Mao House Science
How science fails to live up to its own hype.
Geoffrey Hamilton
Blog, May 23, 2006
Two situations help explain the folly of science as its
'reality' is claimed to be. A new TV show called House and an historical era during Mao's reign
offer two aspects on the same hype regarding the norms in science.
House is a Fox TV drama on
how doctoring is really just about using educated guess work.
In last week's episode every treatment failed (again) so Dr. House concluded (in effect (from my memory)), 'We use
sound scientific premises, make reasonable hypothesis, rational diagnosis, test every
theory with experiments and properly treat the proven disease and we still put the
patient on the verge of death. There must be something wrong with the scientific method.' (Great writers.)
As is usual in this character's dialogue he hits on something left unquestioned in the
real world : why is science so often wrong and simian trial
and error always so necessary?
Then there are those like Mao Tse-tung who not only trust science and scientists
to answer every problem and treat every ill, but they do so by faith in 'scientific logic'.
Mao, on the recommendations of 'science' took his
Great Leap Forward
and killed not just one patient but thirty million. He did this even though Stalin reaped horrible
results during his own similar, earlier experiment, and other Soviet leaders warned
Mao it was a mistake even to attempt it.
What is it about science that misses so much about reality? There could be
a couple of related reasons. The abuse of logic is one.
As many others have noted over the centuries logic has no relation to reality.
Logic is a set of rules superimposed on any situation. Math is a special kind
of logic that is an extreme formalism. It is far from being the language of the
universe, but, if you decide to measure the universe with
math, your game may satisfy your mind. That's all math does. It is there to fit into the games
we need and want to play.
But what happens when any logic, math included, is taken as some absolute universal hidden
code is that we forget what game we are playing at that moment and we see much more in our results then is
organically there. Such is the case with our two curmudgeons.
Both Mao and House are pursuing a game of saving the patient, both
see an avenue that could work, both look for justification to take that avenue, both find
justification to go on that avenue despite impediments, and finally both fail miserably in the stated
goal of saving the patient. Both are logical, scientific and right, so why do they fail?

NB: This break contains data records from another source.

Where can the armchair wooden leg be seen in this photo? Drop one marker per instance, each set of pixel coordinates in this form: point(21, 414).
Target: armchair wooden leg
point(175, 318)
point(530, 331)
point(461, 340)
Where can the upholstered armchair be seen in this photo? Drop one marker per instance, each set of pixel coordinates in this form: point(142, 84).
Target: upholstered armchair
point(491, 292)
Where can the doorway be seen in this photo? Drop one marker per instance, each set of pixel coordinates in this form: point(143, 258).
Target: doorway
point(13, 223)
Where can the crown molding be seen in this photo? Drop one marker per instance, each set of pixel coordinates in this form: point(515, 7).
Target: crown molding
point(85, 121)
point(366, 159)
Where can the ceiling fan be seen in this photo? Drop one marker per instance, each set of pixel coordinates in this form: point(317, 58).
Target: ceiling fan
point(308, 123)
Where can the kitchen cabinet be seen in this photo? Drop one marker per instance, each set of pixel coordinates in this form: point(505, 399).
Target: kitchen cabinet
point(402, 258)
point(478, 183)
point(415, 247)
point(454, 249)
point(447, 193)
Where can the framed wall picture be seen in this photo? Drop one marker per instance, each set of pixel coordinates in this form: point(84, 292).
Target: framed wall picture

There is never a correct path, even in science. The path taken is always arbitrary. No
math formula can change that. There are thousands of paths to
success and even more to failure and there are no
organic goals that define success in the first place, so every decision can be nothing but
completley arbitrary. No reasoning or logic can get around this. Mao and House didn't realize this
so were surprised when they failed.
Another abuse of science is the distancing some practitioners do from failures. They calls scientists
who make mistakes 'quacks' as though fraud was the goal. Most times these 'quacks' are using the same intelligence,
techniques and methods and are as honest as their colleagues. What is more important
here is that the abusive term
is meant to create the impression that real science finds absolute objective logical truths
and failures must be therefore unscientific - by definition almost. The result is that those scientists
who do tread down the primrose path of failure, but who maintain the us (scientists) versus them (quacks) mentality,
will treat their own logical stupidities as illuminations and useful because they themselves are the scientific
ones and that is enough.
Mao and his backers in the scientific community are called quacks and murderers now
because they failed, but they were essentially no different than any successful team you wish to mention
except that they played the same game differently in time and place. House played his game exactly as most scientists
would have and he failed too and that kind of thing happens everyday.
Trial and error saved the day though, for both House
and Mao. Eventually, the most rudimentary method is the best one. From parrot, to fish, to monkey,
to scientist, trial and error is what gets the job done.